Epistemic status: speculative extrapolation based exclusively on the content of this post, rather than my own outside research or experience.
Countersignaling might be another way to look at this. A "mere" manager at Facebook is so powerful that they're the equivalent to a Vice President of another company. Other companies that don't realize this, and don't treat Facebook's managers with the respect they deserve, wind up looking like fools. Those that do are forced to treat Facebook as a whole as having (superficially) higher status than their own company.
That may not be the motivation behind Zuckerberg's decision to operate this way. But this explanation might help explain why they wouldn't take as big a hit as you might otherwise expect from this policy.
It seems to me that they're both doing exactly the same thing: assigning titles according to a method that's not industry standard for reasons of their own. Maybe industry standard is more meaningfully simulacra level 3 (in the social truth sense) than either of them?
One of them is trying to build an internally consistent social reality, and one of them is trying to take advantage of other people making an internally consistent social reality (by making false claims within the others' social reality).
I was not commenting on goodness or badness, just simulacraness.
Are you saying that assigning titles according to a system that you think is how titles should work makes the title a more accurate truthful signal about actual social reality than assigning titles according to the way titles are generally assigned industry wide?
It seems to me that this is not the case, because assigning titles that are inaccurate (according to industry standards) in either direction causes confusion. In the case of title deflation, the excerpt above suggests that it makes it harder for people with lower titles than their actual responsibility to interface with those outside the company, get meetings, etc.
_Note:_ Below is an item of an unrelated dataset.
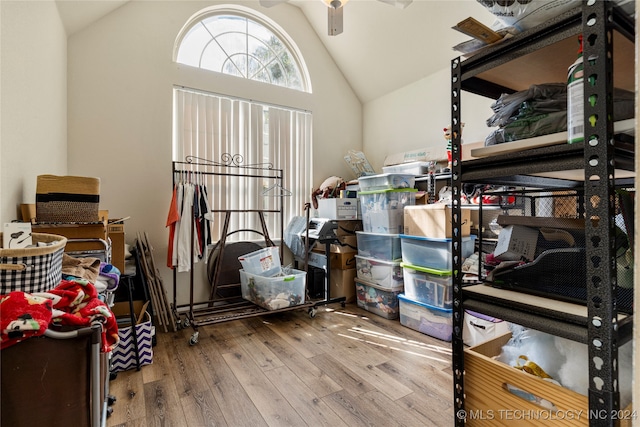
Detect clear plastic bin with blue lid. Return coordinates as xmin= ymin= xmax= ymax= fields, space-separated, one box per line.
xmin=399 ymin=234 xmax=476 ymax=270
The inaccurate signal imposes a cost.
What are level one and two?
Following the Pumpkin Spice meme this looks like Stage One and Stage Two. https://anniegram.substack.com/p/pumpkin-spice-your-life
Level one: A job title that straightforwardly describes what the person actually does in the job. For example, "Seventh-grade math teacher" or "Data Analyst"
Level two: A job title which claims to describe what the person actually does, but is misleading. For example, if someone was hired as an Electrical Engineer but actually spends their time doing IT work.
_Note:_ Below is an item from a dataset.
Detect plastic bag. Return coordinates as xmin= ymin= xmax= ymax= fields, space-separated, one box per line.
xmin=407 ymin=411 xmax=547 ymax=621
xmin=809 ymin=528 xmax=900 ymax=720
You move into level three a bit when the job title is partly about your status in a hierarchy: "Senior Software Engineer" or "Junior Software Engineer".
As the original post suggests, job titles for high level management are mostly about social status and hierarchy, and therefore are never below level three.
I found the title a little clickbaity absent a qualification that it's about employee titles (or thinking about that) and not a more general simulacra-level of either (and I was curious how that would be defined, or at least described).
Also, given the prevalence of Andreessen's advice/tactic, it's hard to think it's fully level 4 and not itself mostly/somewhat level 3 as it is social reality to some degree.
A passage I just read in The Hard Thing About Hard Things by Ben Horowitz:
Simulacra level 3 is about accurately describing social reality. Level 4 is about defecting on people trying to do level 3, by painting an inaccurate model of social reality. It seems to me this is a crystal clear example of two people recommending Level 3 vs Level 4 strategies.
(Or so it is in my mind. I'm sure Zvi and Benquo and others will say Level 4 is something else.)
As an aside, this book is far better than it has any right to be at giving advice on building successful companies. It's a book that repeatedly stares into the dark at the things that will kill your company (e.g. how to fire senior people, how to minimize internal politicking, when smart people are bad employees, etc) and gives simple and clear advice in each situation. I've personally found it immensely helpful.